L\'evy Walks and Path Chaos in the Dispersal of Elongated Structures Moving across Cellular Vortical Flows

TL;DR

This study investigates how semi-rigid filaments move in cellular vortical flows, revealing diverse transport behaviors including Levy walks, ballistic motion, and chaos, influenced by filament length and flexibility, with experimental validation.

Contribution

It uncovers the complex transport dynamics of elongated structures in vortical flows, highlighting the transition from Levy to Brownian walks and chaos in rigid filaments, supported by simulations and experiments.

Findings

Filaments exhibit Levy walks with diffusion exponents decreasing as length increases.

Transport behaviors include random walks, ballistic motion, and trapping.

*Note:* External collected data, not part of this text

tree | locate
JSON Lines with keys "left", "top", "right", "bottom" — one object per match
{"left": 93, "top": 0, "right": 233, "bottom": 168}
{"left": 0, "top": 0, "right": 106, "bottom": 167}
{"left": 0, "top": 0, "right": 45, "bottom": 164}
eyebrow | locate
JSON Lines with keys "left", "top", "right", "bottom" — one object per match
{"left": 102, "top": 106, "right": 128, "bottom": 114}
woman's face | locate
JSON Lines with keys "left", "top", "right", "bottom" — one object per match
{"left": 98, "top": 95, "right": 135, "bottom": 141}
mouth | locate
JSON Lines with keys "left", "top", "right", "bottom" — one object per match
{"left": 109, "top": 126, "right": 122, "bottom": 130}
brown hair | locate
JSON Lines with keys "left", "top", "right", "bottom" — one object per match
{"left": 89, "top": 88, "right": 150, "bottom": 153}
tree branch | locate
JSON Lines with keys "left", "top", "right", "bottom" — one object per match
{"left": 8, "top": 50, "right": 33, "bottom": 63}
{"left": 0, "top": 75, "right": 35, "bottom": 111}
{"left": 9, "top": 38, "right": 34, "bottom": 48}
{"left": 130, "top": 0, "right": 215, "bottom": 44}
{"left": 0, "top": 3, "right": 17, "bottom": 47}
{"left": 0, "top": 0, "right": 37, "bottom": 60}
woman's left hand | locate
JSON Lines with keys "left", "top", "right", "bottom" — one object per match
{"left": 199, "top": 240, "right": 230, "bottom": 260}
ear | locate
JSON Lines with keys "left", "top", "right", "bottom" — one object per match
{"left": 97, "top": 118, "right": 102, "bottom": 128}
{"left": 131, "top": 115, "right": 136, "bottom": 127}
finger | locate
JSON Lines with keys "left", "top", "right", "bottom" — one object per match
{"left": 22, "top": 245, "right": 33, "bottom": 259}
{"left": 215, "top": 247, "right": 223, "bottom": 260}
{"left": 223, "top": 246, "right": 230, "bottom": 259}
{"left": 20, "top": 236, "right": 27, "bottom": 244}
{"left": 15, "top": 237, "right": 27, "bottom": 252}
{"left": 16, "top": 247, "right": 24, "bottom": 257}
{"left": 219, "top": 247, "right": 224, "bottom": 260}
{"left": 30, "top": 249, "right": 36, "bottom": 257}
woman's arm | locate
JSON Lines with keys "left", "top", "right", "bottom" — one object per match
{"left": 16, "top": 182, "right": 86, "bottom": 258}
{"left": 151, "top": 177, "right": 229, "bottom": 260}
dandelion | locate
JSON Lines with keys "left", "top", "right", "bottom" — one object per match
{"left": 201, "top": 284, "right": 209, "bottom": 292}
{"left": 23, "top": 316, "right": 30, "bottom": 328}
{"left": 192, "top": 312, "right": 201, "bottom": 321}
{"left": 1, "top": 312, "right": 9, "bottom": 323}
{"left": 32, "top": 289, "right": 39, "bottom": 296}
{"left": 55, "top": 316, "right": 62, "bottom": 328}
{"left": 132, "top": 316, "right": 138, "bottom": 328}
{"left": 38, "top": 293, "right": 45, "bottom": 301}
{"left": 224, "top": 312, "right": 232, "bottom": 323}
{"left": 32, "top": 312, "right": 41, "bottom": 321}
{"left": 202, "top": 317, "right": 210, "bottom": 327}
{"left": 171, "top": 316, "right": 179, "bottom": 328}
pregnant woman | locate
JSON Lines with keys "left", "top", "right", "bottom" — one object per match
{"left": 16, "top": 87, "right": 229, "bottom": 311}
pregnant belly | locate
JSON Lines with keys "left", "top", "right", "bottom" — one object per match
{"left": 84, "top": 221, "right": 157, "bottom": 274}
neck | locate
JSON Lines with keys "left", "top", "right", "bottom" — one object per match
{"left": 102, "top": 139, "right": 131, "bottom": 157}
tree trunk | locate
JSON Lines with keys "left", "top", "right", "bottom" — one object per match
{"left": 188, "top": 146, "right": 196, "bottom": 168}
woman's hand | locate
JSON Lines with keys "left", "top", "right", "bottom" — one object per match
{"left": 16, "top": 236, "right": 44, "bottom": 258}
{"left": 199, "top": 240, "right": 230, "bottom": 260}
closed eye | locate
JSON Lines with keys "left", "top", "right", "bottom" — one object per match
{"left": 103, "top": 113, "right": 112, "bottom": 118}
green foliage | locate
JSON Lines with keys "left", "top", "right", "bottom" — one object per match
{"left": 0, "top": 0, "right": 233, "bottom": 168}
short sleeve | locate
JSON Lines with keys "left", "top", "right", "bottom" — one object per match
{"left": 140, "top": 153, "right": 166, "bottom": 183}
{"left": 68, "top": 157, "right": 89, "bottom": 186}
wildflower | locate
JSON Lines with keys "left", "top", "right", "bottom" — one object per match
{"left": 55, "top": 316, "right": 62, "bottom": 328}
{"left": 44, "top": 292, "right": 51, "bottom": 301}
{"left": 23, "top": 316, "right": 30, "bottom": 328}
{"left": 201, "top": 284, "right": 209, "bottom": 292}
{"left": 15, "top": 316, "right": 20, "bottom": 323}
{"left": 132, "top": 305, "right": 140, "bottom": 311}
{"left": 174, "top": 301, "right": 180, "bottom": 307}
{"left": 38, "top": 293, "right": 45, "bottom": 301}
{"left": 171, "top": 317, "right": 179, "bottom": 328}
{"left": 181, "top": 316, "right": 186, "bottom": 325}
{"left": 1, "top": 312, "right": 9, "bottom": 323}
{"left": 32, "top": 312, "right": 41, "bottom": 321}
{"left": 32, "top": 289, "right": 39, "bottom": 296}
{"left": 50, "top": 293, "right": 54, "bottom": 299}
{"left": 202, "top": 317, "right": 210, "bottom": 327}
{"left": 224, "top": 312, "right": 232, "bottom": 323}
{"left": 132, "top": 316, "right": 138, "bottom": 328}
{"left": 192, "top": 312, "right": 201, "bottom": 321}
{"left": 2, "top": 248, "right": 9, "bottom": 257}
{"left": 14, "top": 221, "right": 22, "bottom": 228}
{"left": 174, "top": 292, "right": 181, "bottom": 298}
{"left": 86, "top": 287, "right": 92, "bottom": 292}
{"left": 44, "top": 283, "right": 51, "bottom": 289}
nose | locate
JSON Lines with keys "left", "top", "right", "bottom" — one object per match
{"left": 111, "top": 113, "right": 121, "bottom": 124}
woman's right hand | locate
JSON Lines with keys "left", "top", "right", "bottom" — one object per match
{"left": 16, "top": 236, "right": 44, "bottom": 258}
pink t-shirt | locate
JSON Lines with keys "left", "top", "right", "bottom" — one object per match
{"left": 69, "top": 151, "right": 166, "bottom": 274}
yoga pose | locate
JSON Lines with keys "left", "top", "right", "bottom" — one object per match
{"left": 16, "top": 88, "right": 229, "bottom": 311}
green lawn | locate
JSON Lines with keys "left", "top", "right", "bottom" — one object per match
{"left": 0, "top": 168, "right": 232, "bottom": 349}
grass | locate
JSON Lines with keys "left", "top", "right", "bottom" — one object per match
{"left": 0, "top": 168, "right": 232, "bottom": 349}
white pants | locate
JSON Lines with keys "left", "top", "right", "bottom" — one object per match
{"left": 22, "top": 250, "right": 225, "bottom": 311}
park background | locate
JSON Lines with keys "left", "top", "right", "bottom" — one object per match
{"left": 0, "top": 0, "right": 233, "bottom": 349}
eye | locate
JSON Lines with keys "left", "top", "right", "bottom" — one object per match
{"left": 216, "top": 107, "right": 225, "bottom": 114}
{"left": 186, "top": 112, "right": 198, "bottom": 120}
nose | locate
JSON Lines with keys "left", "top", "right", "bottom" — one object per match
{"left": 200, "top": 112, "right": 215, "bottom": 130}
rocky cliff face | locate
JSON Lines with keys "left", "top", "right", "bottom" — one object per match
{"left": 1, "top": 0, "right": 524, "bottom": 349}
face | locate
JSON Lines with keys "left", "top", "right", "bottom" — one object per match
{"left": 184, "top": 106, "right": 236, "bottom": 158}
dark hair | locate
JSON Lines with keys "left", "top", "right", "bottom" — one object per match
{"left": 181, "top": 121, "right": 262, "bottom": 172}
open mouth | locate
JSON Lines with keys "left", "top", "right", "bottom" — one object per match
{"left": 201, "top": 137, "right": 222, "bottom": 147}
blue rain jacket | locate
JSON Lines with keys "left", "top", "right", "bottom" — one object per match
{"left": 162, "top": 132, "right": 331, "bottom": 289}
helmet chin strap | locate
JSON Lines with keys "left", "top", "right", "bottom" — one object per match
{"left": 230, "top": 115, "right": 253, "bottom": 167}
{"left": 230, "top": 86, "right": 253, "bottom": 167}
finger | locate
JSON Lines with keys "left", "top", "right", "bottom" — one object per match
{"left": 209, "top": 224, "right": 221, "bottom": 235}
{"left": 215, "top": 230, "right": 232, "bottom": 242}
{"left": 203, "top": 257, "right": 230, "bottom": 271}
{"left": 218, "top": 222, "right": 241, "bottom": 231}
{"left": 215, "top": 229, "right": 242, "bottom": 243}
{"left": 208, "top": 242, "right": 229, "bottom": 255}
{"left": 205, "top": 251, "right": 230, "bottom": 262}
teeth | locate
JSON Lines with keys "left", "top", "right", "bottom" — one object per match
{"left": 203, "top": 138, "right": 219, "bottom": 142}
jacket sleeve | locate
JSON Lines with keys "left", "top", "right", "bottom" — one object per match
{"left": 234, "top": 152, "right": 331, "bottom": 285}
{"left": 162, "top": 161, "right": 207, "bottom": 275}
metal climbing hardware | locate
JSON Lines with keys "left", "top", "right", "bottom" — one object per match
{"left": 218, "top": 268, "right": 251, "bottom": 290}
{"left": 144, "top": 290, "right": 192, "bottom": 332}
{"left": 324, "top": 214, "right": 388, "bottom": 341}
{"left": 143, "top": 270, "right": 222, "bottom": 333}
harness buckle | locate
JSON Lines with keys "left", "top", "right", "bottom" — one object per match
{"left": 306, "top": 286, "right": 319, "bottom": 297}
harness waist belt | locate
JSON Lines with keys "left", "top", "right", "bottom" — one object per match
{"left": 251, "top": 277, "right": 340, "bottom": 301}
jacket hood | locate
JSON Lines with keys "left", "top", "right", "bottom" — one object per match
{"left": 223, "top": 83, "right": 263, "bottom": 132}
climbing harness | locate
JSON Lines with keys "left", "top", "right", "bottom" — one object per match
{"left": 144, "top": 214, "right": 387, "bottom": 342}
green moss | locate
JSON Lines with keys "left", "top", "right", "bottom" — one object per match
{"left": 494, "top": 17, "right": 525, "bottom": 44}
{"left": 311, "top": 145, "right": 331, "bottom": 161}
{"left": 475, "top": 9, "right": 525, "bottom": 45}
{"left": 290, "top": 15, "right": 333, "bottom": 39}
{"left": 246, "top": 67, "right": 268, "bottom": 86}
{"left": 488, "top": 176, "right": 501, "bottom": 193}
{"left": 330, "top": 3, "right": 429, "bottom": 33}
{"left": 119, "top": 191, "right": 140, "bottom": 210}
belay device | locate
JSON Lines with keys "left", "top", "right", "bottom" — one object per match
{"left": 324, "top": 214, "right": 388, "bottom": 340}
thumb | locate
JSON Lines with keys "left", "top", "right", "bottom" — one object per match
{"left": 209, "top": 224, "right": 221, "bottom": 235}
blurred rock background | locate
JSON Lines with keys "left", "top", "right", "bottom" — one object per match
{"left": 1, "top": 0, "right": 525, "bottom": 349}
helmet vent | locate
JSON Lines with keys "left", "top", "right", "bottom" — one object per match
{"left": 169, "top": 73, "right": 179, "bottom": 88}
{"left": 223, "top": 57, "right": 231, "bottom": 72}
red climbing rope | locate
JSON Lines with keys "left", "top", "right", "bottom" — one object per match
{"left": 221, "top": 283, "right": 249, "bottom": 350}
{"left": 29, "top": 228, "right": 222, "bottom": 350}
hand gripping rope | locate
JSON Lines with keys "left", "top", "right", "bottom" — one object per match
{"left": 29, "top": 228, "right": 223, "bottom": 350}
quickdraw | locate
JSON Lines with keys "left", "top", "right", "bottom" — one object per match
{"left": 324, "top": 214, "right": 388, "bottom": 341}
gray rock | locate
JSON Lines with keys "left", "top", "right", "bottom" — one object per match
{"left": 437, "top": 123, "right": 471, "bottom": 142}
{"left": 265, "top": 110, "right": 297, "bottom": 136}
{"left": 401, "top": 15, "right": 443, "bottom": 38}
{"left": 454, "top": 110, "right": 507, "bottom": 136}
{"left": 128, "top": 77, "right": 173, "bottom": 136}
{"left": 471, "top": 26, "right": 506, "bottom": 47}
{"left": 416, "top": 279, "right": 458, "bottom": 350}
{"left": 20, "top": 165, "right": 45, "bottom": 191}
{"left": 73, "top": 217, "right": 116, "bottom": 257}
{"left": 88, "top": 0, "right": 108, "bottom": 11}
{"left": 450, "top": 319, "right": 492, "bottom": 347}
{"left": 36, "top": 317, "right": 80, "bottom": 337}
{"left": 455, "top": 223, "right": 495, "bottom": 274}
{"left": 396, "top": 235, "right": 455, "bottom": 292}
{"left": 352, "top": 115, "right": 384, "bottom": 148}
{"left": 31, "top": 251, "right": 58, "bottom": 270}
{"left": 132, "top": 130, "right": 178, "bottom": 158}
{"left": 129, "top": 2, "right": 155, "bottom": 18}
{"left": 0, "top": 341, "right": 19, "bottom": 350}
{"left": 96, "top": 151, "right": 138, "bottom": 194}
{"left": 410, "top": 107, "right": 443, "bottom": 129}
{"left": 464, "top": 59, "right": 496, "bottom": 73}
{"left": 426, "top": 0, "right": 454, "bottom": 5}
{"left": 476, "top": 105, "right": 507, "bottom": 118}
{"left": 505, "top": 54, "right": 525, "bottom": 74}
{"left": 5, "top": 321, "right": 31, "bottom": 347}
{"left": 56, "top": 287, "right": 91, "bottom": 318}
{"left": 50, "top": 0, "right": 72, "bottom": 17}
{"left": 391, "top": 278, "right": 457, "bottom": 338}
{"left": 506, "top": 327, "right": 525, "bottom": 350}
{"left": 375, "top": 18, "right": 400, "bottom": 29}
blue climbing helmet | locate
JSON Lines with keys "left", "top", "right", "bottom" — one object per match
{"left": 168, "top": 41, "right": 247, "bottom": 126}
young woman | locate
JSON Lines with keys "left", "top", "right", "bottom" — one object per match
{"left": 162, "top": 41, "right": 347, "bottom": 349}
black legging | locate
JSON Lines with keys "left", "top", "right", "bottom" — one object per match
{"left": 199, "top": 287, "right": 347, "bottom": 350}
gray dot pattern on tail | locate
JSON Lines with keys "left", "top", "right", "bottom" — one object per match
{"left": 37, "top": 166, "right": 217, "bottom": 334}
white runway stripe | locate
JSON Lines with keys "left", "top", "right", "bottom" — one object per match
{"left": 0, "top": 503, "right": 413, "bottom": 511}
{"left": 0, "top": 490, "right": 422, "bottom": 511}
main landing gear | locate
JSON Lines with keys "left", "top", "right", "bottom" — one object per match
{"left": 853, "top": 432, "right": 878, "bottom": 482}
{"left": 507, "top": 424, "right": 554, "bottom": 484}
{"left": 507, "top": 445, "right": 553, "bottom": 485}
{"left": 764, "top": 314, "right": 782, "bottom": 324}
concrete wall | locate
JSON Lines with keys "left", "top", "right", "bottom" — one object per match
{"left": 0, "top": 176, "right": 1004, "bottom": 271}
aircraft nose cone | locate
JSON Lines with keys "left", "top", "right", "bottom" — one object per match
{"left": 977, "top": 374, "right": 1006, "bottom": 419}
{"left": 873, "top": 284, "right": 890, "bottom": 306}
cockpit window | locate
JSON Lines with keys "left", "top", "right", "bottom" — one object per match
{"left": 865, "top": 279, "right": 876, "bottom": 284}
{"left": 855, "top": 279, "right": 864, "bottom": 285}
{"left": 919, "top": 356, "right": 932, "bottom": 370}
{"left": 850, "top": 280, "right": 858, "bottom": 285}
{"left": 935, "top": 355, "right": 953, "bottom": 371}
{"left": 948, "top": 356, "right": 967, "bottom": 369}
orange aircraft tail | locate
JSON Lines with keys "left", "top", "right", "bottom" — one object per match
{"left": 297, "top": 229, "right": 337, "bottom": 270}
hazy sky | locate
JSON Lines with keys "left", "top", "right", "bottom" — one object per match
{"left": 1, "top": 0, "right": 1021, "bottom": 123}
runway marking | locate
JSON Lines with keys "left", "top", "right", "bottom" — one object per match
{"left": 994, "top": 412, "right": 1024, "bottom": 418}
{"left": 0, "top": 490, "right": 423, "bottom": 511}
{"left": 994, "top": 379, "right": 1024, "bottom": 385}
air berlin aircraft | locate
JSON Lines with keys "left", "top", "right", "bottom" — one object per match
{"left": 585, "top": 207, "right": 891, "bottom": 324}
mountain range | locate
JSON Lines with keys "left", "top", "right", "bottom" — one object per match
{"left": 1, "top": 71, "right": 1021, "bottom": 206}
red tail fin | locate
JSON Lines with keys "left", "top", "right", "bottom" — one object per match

Rigid filaments can still display chaotic dynamics and diverse transport states.

Abstract

In cellular vortical flows, namely arrays of counter-rotating vortices, short but flexible filaments can show simple random walks through their stretch-coil interactions with flow stagnation points. Here, we study the dynamics of semi-rigid filaments long enough to broadly sample the vortical field. Using simulation, we find a surprising variety of long-time transport behavior -- random walks, ballistic transport, and trapping -- depending upon the filament's relative length and effective flexibility. Moreover, we find that filaments execute L\'evy walks whose diffusion exponents generally decrease with increasing filament length, until transitioning to Brownian walks. Lyapunov exponents likewise increase with length. Even completely rigid filaments, whose dynamics is finite-dimensional, show a surprising variety of transport states and chaos. Fast filament dispersal is related to an underlying geometry of ``conveyor belts''. Evidence for these various transport states are found in experiments using arrays of counter-rotating rollers, immersed in a fluid and transporting a flexible ribbon.